演奏家の魅せる技術?

本日は笛子のお稽古1回目でした。
先生は男性だと伺っていたので、退職した爺さんだろうと思っていたら、若者でした。
しかも、ビジュアル的にかっこいい範疇に入るのではないかと…だから驚きました。

そもそも音がでるだけのレベルで何も曲が弾けないど素人のわたくし。。。
本日、唯一ほめられたのは「指長くていいね(楽器演奏時、かなり便利でしょうの意)」ということでした。
肝心の笛の音色ですが、わたくしはまだまだ、人に聴かせる曲が吹けるレベルではありません。
でもいつか、人前で吹いてみたいものです。
しかしながら、部屋の中で大きな音をだせないのに、毎日少なくとも30分は長音(同じ音を10秒くらい出し続ける)を吹く練習しろとのことなので、河原にでも行って人前で吹くより仕方がありません(^^;恥ずかしい。

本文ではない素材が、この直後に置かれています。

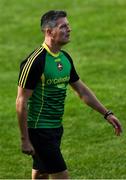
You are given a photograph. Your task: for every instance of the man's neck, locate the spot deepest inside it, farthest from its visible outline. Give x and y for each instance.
(55, 48)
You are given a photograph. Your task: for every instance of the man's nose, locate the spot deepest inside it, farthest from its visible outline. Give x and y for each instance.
(69, 29)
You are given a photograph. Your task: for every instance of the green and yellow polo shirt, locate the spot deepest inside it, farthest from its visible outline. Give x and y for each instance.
(48, 75)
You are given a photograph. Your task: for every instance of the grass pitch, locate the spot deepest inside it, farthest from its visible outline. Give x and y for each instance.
(98, 48)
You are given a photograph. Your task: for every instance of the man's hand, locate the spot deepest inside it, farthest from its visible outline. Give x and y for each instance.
(27, 148)
(115, 123)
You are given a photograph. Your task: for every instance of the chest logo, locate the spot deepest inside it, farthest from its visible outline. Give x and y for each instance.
(59, 66)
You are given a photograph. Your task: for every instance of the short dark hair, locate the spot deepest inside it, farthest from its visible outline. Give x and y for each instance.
(49, 18)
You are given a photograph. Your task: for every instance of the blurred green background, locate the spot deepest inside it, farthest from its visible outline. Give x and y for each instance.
(98, 48)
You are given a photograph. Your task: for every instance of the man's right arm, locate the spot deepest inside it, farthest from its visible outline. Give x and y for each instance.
(21, 108)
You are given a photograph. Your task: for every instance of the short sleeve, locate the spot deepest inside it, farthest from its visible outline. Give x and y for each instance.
(31, 70)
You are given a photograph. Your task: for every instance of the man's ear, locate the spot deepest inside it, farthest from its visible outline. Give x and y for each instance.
(49, 31)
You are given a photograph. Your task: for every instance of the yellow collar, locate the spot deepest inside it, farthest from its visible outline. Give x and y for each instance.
(47, 48)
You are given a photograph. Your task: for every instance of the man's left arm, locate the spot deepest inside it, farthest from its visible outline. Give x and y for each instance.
(91, 100)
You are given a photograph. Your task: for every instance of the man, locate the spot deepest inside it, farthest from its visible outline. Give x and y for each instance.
(43, 79)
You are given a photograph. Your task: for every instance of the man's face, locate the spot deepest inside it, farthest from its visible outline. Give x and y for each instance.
(61, 33)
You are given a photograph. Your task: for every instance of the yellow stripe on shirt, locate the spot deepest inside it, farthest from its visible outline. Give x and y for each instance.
(28, 64)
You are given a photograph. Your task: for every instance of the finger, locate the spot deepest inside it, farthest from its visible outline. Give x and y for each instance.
(27, 152)
(117, 131)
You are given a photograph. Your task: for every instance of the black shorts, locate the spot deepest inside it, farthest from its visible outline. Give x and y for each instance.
(48, 157)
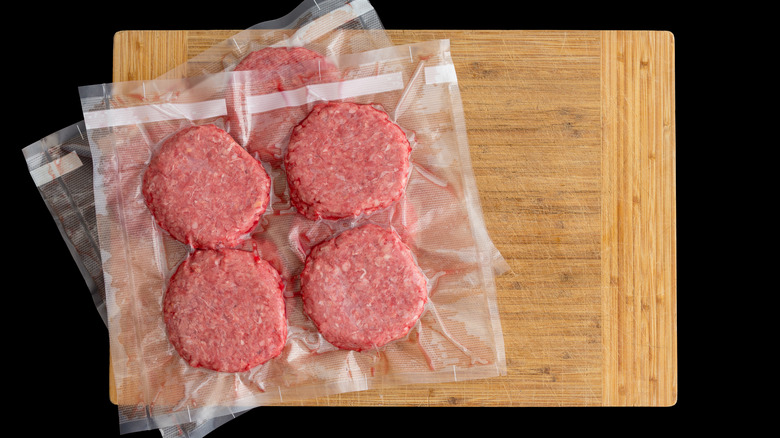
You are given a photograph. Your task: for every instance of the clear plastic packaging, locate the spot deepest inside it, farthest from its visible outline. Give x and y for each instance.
(459, 335)
(61, 165)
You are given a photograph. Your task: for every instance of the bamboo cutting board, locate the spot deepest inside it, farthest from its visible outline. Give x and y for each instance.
(572, 137)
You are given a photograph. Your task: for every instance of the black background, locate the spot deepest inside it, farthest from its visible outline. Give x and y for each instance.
(57, 354)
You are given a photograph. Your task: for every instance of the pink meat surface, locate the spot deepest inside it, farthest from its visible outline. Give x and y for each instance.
(204, 189)
(345, 160)
(224, 310)
(363, 289)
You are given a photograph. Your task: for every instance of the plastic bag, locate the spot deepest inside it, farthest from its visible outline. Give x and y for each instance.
(457, 338)
(61, 167)
(329, 26)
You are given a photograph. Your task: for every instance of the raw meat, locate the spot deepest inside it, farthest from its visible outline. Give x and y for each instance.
(204, 189)
(224, 310)
(363, 288)
(345, 160)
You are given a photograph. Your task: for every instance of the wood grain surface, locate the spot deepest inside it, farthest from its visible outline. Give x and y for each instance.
(572, 136)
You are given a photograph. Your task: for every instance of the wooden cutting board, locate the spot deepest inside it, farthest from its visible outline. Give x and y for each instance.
(572, 137)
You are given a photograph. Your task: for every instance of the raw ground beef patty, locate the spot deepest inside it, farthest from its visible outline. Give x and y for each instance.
(224, 310)
(344, 160)
(204, 189)
(363, 289)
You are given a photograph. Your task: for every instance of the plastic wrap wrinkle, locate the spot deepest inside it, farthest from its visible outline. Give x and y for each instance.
(458, 336)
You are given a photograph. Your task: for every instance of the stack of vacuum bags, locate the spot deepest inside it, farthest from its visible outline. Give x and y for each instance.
(290, 214)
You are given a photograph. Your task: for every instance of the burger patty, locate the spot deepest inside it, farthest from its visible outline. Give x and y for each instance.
(224, 310)
(204, 189)
(363, 288)
(346, 160)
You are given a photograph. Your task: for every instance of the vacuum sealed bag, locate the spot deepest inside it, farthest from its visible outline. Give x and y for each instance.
(327, 26)
(421, 232)
(61, 168)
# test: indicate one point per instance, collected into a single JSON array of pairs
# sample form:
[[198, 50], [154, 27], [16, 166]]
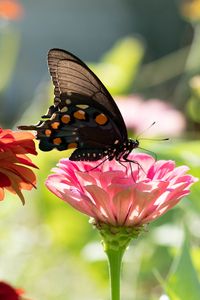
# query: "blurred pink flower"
[[11, 9], [118, 196], [139, 115], [7, 292]]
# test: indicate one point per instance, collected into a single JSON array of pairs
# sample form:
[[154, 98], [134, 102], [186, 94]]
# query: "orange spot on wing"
[[65, 119], [72, 145], [79, 114], [47, 132], [57, 141], [55, 125], [101, 119]]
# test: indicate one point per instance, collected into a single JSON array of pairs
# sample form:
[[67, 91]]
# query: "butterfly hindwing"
[[78, 124], [73, 75], [84, 115]]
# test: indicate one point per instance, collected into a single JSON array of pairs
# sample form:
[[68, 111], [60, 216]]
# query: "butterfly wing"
[[84, 115], [70, 74], [80, 123]]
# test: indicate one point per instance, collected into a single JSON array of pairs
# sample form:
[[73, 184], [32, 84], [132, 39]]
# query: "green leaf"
[[118, 67], [183, 282]]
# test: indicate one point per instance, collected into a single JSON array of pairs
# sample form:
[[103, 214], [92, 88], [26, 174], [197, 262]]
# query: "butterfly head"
[[132, 144]]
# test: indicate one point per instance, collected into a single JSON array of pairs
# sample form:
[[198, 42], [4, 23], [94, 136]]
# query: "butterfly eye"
[[84, 115]]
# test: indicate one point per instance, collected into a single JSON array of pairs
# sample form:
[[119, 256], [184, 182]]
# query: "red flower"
[[14, 173], [7, 292]]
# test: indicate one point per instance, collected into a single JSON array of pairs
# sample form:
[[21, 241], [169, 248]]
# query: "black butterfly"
[[84, 115]]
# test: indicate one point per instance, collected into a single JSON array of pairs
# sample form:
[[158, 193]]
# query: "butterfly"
[[84, 116]]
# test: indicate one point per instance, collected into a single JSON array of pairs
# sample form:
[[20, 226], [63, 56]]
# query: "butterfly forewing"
[[70, 74]]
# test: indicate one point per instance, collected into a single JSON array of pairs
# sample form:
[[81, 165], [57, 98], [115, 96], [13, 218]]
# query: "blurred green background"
[[147, 54]]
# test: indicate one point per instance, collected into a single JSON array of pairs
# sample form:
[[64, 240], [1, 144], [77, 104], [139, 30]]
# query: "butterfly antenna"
[[151, 152], [137, 137], [154, 139]]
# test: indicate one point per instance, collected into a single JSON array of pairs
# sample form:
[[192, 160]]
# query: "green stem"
[[115, 262]]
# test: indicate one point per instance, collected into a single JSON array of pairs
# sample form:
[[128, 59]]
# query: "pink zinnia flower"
[[119, 196]]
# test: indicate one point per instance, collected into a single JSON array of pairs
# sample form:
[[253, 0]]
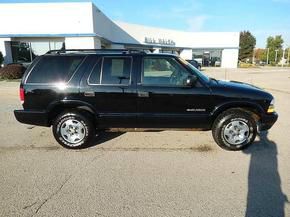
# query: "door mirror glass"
[[190, 81]]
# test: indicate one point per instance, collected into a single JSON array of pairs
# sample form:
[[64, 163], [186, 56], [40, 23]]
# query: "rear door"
[[111, 88], [164, 101]]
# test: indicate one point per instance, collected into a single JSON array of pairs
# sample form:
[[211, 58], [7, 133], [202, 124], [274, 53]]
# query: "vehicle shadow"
[[103, 137], [265, 196]]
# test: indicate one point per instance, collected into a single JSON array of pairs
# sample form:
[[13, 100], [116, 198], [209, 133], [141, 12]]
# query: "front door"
[[165, 101]]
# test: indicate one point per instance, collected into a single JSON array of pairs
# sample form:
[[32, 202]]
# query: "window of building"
[[53, 69], [208, 57], [116, 70], [26, 52], [163, 71]]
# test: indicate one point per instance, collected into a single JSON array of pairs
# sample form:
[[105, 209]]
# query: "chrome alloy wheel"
[[236, 132], [72, 131]]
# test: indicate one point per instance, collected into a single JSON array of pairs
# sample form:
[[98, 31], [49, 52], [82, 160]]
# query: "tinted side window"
[[96, 73], [116, 70], [163, 71], [51, 69]]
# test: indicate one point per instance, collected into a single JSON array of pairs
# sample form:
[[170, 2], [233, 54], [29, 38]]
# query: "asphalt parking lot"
[[165, 173]]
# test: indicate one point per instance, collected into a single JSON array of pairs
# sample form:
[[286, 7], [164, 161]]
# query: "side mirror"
[[190, 81]]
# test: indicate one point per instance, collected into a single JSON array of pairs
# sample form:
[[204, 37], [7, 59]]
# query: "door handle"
[[89, 94], [143, 94]]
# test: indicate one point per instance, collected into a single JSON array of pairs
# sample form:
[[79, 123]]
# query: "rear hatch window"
[[54, 69]]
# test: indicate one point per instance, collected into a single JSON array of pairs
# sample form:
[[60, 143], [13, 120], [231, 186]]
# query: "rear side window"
[[53, 69], [116, 70]]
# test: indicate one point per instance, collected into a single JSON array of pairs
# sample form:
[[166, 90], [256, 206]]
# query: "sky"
[[262, 18]]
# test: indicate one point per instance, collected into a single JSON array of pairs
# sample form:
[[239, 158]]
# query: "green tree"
[[1, 59], [247, 45], [275, 45]]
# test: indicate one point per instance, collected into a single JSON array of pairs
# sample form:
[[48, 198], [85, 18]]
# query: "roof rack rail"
[[123, 51]]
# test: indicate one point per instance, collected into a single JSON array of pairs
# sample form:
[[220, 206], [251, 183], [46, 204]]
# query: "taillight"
[[21, 95]]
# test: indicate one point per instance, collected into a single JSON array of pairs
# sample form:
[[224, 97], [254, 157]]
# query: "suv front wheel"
[[234, 130], [73, 130]]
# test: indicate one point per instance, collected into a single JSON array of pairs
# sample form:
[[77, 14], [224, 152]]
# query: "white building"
[[31, 29]]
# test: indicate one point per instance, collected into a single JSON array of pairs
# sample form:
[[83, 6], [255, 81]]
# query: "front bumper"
[[39, 118], [267, 121]]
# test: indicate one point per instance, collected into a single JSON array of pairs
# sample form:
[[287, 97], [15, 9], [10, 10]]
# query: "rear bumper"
[[39, 118], [267, 121]]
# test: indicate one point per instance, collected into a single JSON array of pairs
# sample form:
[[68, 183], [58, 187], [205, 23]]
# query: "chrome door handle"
[[89, 94], [143, 94]]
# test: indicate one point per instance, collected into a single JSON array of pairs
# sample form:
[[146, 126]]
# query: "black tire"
[[79, 120], [223, 122]]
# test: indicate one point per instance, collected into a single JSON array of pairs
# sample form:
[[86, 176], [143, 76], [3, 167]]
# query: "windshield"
[[203, 76]]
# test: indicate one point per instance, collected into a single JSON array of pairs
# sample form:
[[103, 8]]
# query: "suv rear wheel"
[[234, 130], [73, 130]]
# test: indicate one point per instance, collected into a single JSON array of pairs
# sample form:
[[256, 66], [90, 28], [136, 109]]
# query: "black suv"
[[82, 92]]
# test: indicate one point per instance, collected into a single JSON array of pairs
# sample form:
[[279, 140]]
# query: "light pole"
[[288, 56], [276, 56], [283, 59], [268, 50]]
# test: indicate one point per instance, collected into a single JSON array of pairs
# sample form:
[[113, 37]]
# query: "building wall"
[[182, 39], [82, 43], [230, 58], [5, 50], [83, 25]]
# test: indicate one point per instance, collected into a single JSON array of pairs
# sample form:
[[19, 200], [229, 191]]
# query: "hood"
[[240, 89], [238, 84]]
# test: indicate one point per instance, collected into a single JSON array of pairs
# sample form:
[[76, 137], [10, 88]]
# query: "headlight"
[[271, 108]]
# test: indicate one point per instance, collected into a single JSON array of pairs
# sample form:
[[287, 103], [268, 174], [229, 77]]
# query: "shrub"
[[13, 71], [1, 59]]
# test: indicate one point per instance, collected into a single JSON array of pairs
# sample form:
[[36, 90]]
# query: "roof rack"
[[123, 51]]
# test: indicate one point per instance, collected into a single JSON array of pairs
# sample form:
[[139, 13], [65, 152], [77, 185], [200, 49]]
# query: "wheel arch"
[[56, 108], [254, 109]]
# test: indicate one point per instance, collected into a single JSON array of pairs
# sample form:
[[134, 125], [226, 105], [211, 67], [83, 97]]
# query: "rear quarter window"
[[54, 69]]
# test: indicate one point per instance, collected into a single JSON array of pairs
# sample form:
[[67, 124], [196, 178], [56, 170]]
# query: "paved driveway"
[[147, 174]]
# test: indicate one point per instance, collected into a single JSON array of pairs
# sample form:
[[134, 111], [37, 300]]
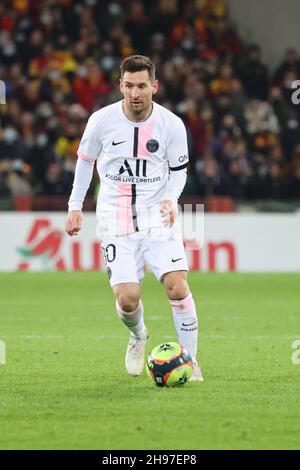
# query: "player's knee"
[[178, 289], [128, 302]]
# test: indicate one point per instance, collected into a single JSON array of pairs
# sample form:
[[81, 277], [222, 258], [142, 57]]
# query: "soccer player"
[[141, 153]]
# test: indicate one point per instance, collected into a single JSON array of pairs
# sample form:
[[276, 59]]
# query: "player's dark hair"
[[136, 63]]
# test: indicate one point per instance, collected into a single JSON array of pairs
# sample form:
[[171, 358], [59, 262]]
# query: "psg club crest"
[[152, 145]]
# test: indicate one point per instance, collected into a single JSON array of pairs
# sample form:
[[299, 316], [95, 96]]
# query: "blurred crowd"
[[60, 62]]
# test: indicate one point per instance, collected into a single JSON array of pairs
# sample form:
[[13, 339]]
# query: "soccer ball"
[[169, 364]]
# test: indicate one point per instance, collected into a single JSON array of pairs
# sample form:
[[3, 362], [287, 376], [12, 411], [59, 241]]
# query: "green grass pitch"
[[64, 385]]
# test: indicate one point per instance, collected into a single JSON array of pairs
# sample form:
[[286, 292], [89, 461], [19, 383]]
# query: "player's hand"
[[73, 222], [168, 213]]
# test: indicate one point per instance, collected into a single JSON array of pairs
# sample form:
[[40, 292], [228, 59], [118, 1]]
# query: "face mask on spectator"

ちなみに先生は子供のころ、やはり外で吹いていて、冬になると笛から垂れた水滴がつららになったとのことです。
手も冷たくなりすぎるし、練習になるのかいなと思いますが、そこまでして練習しないとモノにはならんといのが音楽というものなのかもしれません。

先生はこれといって持ち方や姿勢についてうるさく言わなかったので、こちらから前々から疑問に思っていた持ち方や姿勢について質問しました。
そしたら、先生、ものすごく熱く語ってくれました。
さすが戯劇院の出身だけあって、先生は相当ビジュアルやイメージにこだわりがあるようで。
「昔はとにかく綺麗に曲が吹ければそれでよかったかもしれない。でも、今や音楽は人に観てもらうものでしょう?私たちは演奏演出するんです。どんなにいい音だしても、みっともない顔や恰好で吹いちゃ、ダメだ」
「うまい先生の中にはひどい顔して吹く人もいるけど、カッコ悪い」
とのことです(^^;

確かに先生は顔もいいけど姿勢もいい。
どう立ち振舞ったら、どう見えるのかよくご存じです。
(舞台演出の基礎なんでしょうけど)
演奏家にだって見た目へのこだわりがあるのだということを、強烈に身近に感じた瞬間でした。
そういえば、指揮者のカラヤンなんて、映像を撮られるとき、ものすごいこだわりがあって、汗とか流れているのを撮られるのはダメだとか、こっちの角度はダメとかいろいろ、禁止事項がいっぱいあったって聞いたことがあるような…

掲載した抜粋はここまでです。